Dans plusieurs décisions, les chambres ont estimé qu'il convenait de donner aux termes utilisés dans les documents de brevets leur sens normal dans le domaine technique concerné, à moins que la description ne leur donne un sens spécial (voir p. ex. T 1321/04, T 25/15, T 1844/15, T 2030/20 où la caractéristique "tube plongeur" a reçu une signification plus large à la lumière de la description). Selon la jurisprudence constante, le document du brevet peut être son propre dictionnaire (voir p. ex. T 311/93, T 523/00, T 1192/02, T 61/03, T 1321/04, T 620/08, T 2480/11, T 1817/14 ; voir aussi le présent chapitre, II.A.6.3.5.). Sur cette base, dans la décision T 500/01, la chambre a considéré qu'une revendication dont le libellé est essentiellement identique à celui d'une revendication de la demande telle que déposée initialement peut néanmoins être contraire aux exigences de l'art. 123(2) CBE si elle contient une caractéristique dont la définition dans la description a été modifiée de manière inadmissible (voir également le chapitre II.E.1.14.4. "Modification de définitions ou suppression d’exemples"). Dans l'affaire T 1360/13, la chambre a estimé que toute modification de la description ou des dessins peut avoir une influence sur la compréhension d'une caractéristique revendiquée, en particulier lorsqu'elle doit être considérée comme ambiguë au regard d'un élément de l'art antérieur ou d'un produit prétendument contrefaisant, et peut donc conduire à un élargissement de l'étendue de la protection conférée. Il n'est pas possible de retirer d'un brevet, sous peine d'enfreindre l'art. 123(3) CBE, des informations figurant dans la description et/ou les dessins de ce brevet qui sont directement liées à une caractéristique d'une revendication et sont susceptibles de restreindre son interprétation. Ce cas de figure se retrouve p. ex. dans l'affaire T 953/22, dans laquelle des changements apportés à un dessin avaient pour effet de modifier l'objet revendiqué, même si le libellé des revendications restait identique. Voir également les chapitres II.E.2.4.2. "Suppression, dans la description, d'une caractéristique lorsque la revendication reste inchangée" et II.E.2.4.5. "Suppression ou remplacement de dessins".

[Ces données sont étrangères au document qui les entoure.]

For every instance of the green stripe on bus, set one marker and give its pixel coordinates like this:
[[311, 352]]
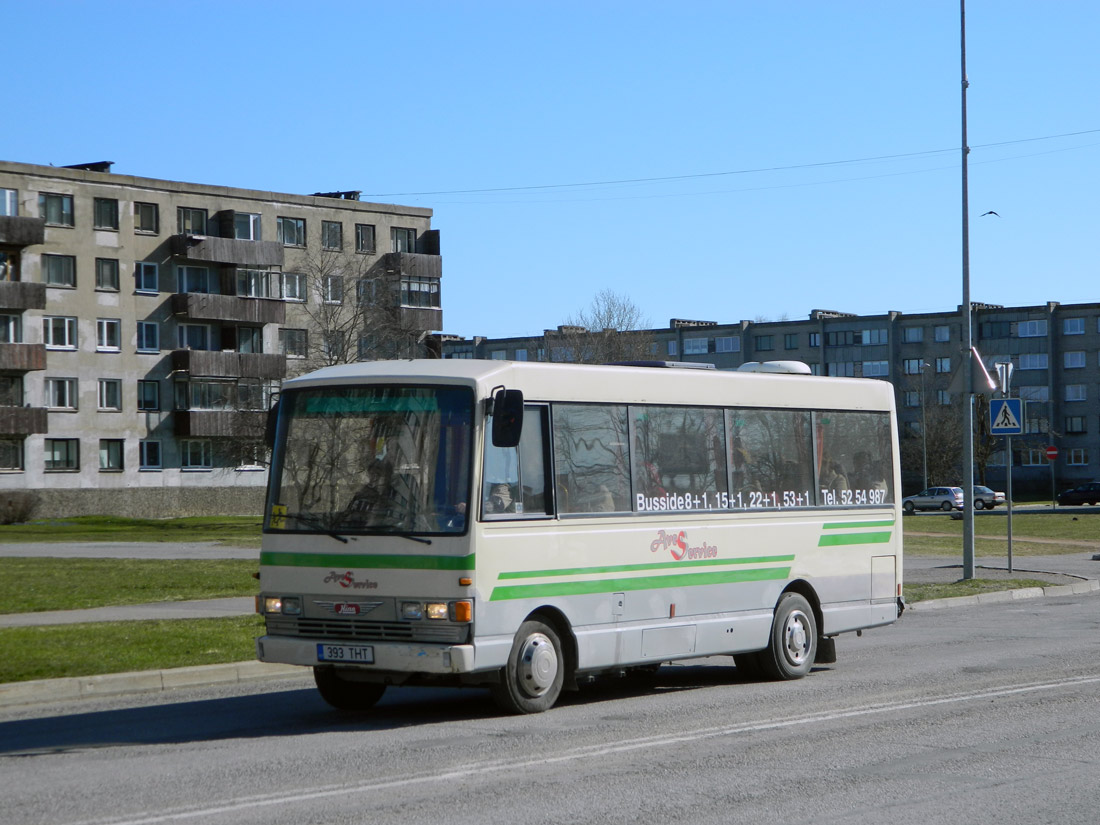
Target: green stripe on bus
[[855, 538], [342, 561], [636, 568], [649, 582]]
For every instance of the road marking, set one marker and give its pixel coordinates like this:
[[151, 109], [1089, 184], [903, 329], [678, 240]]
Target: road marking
[[260, 801]]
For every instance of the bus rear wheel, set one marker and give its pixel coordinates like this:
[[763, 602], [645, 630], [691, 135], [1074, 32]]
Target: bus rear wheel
[[344, 694], [793, 646], [531, 681]]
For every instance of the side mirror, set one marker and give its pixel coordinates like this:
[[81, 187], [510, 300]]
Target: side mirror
[[272, 422], [507, 417]]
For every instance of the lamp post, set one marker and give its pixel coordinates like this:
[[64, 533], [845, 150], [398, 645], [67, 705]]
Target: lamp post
[[924, 428]]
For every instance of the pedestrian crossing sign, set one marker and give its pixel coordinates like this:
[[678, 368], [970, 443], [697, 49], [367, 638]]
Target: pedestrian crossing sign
[[1005, 417]]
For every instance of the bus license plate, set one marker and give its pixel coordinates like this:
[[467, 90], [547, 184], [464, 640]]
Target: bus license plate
[[351, 653]]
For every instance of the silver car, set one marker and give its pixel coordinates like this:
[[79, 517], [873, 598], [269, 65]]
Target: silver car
[[934, 498]]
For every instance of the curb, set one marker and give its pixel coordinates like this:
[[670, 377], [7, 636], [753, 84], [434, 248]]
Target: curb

Selon la chambre dans l'affaire T 458/96, lorsque le mode de fonctionnement d'une invention ressort clairement du contenu technique des revendications et de la description, on ne saurait faire abstraction de ces caractéristiques lorsqu'il s'agit d'apprécier la brevetabilité, en les interprétant uniquement comme définissant l'utilisation que l'on recherche.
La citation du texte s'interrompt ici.